Kota Palu, Provinsi Sulawesi Tengah

Cerita[sunting]

Ada beberapa orang yang mungkin bisa menahan rasa lapar, ada beberapa yang tidak. Ada yang harus mengusahakanya mati-matian, ada juga yang dengan mudahnya mengengeluarkan sejumlah rupiah, kemudian mendapatkan apa yang ia inginkan disebuah warung makan, atau restoran mahal. Bagi kami, makanan adalah barang berharga, yang tak mungkin tiap harinya kami nikmati. Aku dan kakak sudah terbiasa melewati hari-hari tanpa makanan. Lapar dan haus, sudah menjadi sahabat kami sejak lama. Ditambah suara perut yang meski sudah kuperitah untuk jangan berisik, tidak juga mendengarkanku. Kalau sudah seperti itu kakak hanya mengusap dadaku sambil mengatakan “sabar ya dek, besok kakak akan cari makanan untuk kita” katanya sambil tersenyum.

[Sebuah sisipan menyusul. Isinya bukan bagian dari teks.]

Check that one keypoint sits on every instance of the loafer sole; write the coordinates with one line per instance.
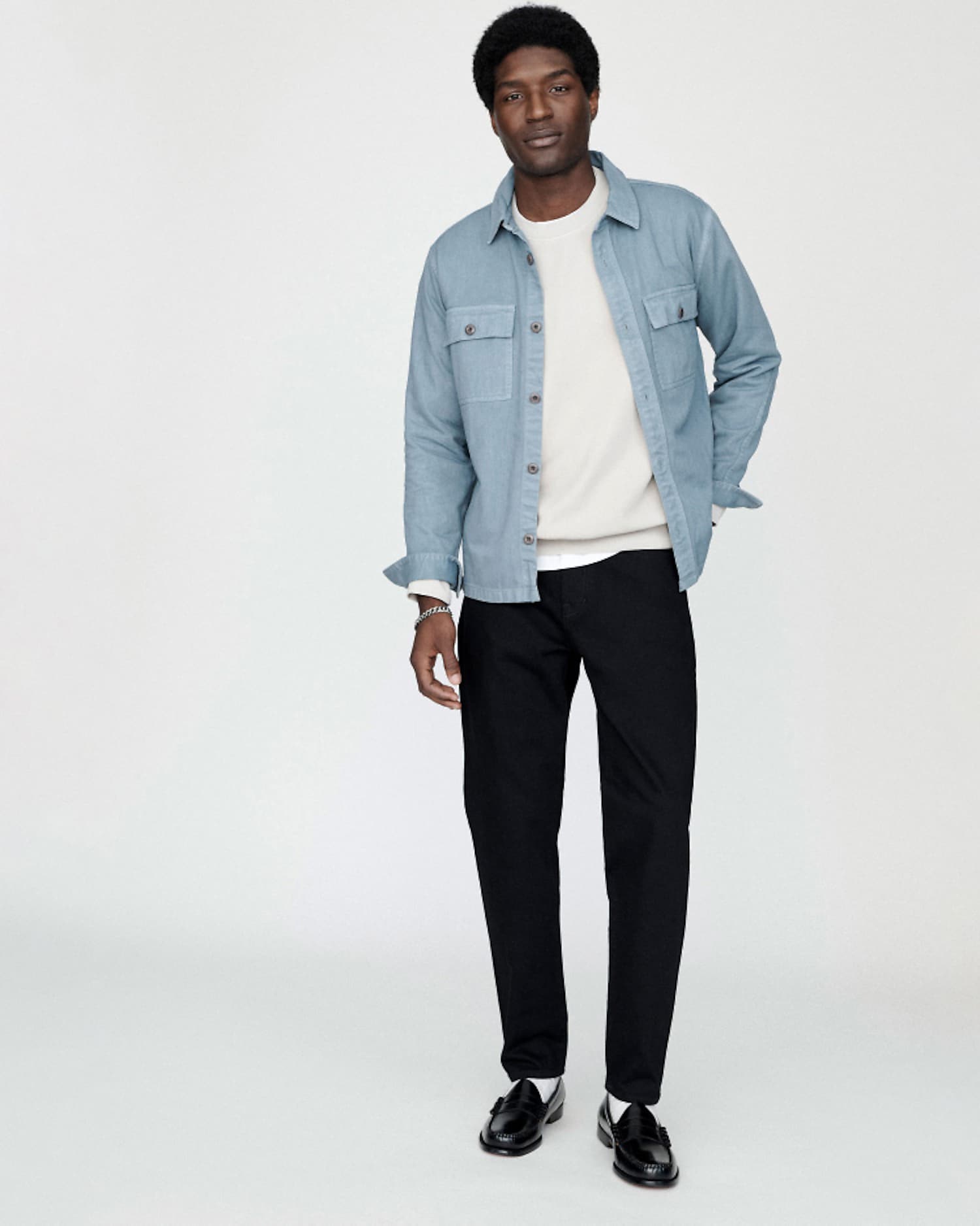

Hidup kami berdua memang sangat menyedihkan. Kami hanyalah dua bocah jalanan yang tidak diperdulikan oleh pemerintah, yang dicampakan oleh Tuhan dan dipermainkan sesuka hati oleh takdir. Saat kami mengemis, memintah sedikit makanan pada orang yang lalu-lalang di alun-alun kota, tak sedikit dari mereka yang mengacuhkan kami. Tatapan sinis dan jijik tergambar jelas dari raut wajah mereka. Badan yang kurus kering, kumal, kucel dan bau sudah cukup membuat kami dijauhi. Hal itu juga lah yang membuat kami merasa benar-benar seperti sampah.

“Kak, kenapa kita hidup seperti ini?” Tanyaku suatu hari. Kakak hanya diam saat itu.

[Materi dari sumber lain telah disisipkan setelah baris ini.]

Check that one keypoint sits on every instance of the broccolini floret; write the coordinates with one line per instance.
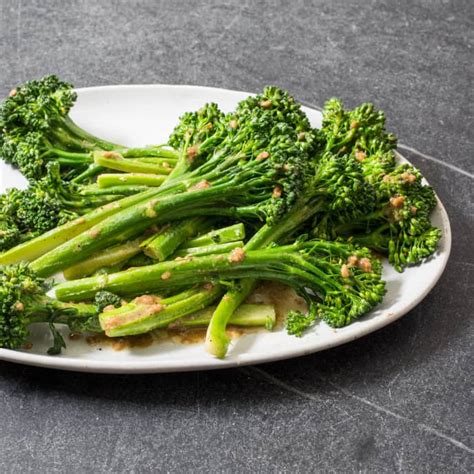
(23, 301)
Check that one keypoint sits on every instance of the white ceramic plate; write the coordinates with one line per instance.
(139, 115)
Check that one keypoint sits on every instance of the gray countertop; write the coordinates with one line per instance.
(397, 400)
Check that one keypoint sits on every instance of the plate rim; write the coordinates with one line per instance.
(168, 365)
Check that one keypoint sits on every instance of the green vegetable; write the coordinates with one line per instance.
(166, 241)
(37, 129)
(345, 291)
(23, 301)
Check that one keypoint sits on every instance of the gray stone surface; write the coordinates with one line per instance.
(397, 400)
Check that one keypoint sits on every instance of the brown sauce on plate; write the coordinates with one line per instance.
(282, 297)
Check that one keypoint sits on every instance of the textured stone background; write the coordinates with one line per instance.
(397, 400)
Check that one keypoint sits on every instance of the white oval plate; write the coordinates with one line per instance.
(145, 114)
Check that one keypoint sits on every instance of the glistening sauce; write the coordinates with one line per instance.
(282, 297)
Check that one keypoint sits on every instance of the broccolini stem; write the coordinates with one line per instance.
(219, 236)
(279, 264)
(208, 249)
(117, 191)
(145, 314)
(129, 223)
(48, 241)
(246, 315)
(162, 245)
(217, 341)
(116, 161)
(107, 258)
(107, 180)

“Apakah Tuhan membenci kita?” masih dengan seputar pertanyaan yang sama.

“Ssstt! Kamu ngomong apa sih. Gak baik ngomong gitu...” kakak tiba-tiba membalikan badanya dan mulai serius memperhatikanku dengan ekspresi sedih.

“Trus kenapa? Kenapa kita serba kekurangan? Kita kelaparan disini, kita sudah sekarat!! Meski tiap hari kita berdoa tapi apa hasilnya?” Amarah ku kian meledak. Aku tak tahan lagi, sekalian saja ku keluarkan unek-unekku.

“Tiga hari yang lalu kita sudah coba ngemis di warung padang, Kakak bilang disana tempat paling cocok untuk kita mencari rezeki. Tapi apa? Kita malah disiram air, kita diusir oleh para bajingan yang makan disana.” kataku setengah mengamuk.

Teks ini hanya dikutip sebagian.